Introduction: In short-term placebo-controlled trials, OPANA^® ER (oxymorphone hydrochloride extended release) has been shown to provide consistent analgesia over a 12-hour period with low peak-to-trough plasma fluctuations.^1,2 In this 12-week randomized, double-blind, placebo-controlled trial, the efficacy of oxymorphone ER was evaluated in opioid-naive patients with moderate to severe chronic low back pain (CLBP).

Methods: Opioid-naive patients were titrated to a stable dose of oxymorphone ER that reduced mean pain intensity to ≤40 mm on a 100-mm Visual Analog Scale (0 = no pain and 100 = worst pain imaginable). Stabilized patients were randomized to continue their stabilized dose of oxymorphone ER or to receive placebo for 12 weeks. Oxymorphone immediate release (5 mg) was available as rescue medication every 4 to 6 hours as needed during the first 4 days following randomization; thereafter, rescue medication was limited to ≤10 mg/d. Pain intensity, patient ratings of satisfaction, and adverse events (AEs) were recorded. All patients provided written informed consent, and protocols were approved by an Institutional Review Board.
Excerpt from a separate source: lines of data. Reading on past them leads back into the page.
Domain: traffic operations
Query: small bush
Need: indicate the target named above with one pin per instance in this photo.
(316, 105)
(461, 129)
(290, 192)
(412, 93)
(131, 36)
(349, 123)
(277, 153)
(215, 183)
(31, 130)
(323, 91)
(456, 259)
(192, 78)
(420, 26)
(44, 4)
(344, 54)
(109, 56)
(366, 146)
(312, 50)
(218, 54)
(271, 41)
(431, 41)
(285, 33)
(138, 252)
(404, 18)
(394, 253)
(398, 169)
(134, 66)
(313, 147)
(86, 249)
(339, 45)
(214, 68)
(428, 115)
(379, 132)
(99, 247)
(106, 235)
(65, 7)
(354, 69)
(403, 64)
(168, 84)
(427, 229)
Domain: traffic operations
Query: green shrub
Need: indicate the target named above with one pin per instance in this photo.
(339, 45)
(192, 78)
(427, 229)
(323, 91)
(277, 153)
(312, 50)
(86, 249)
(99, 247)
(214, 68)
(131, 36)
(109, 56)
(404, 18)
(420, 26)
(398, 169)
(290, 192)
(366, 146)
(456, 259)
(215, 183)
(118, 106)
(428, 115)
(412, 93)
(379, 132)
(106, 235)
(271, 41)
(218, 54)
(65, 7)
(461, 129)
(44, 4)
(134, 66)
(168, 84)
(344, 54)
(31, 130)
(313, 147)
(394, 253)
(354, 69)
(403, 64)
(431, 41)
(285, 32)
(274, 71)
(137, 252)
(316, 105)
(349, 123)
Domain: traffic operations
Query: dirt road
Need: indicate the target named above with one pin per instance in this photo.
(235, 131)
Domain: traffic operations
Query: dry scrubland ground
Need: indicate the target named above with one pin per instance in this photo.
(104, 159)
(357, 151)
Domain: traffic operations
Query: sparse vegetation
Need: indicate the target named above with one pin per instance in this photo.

Results: The least squares mean change in pain intensity from baseline to final visit was significantly greater for patients on placebo (26.9, n=99) compared with patients maintained on oxymorphone ER (10.0, n=105; P<0.0001). Discontinuations from lack of efficacy were 3-fold higher in the placebo group (35/100 [35%]) compared with the oxymorphone ER group (12/105 [11.4%]), with placebo patients discontinuing significantly sooner than oxymorphone ER patients (P<0.0001). At final visit, significantly more oxymorphone ER patients rated their pain medication as Good to Excellent compared with placebo (82% vs 42%, respectively; P<0.0001). AEs were generally mild to moderate; nausea and diarrhea were the most common AEs.

Conclusions: The majority of opioid-naive patients were successfully titrated to a stable, well-tolerated dose of oxymorphone ER that provided significant relief from CLBP during 12 weeks of double-blind treatment.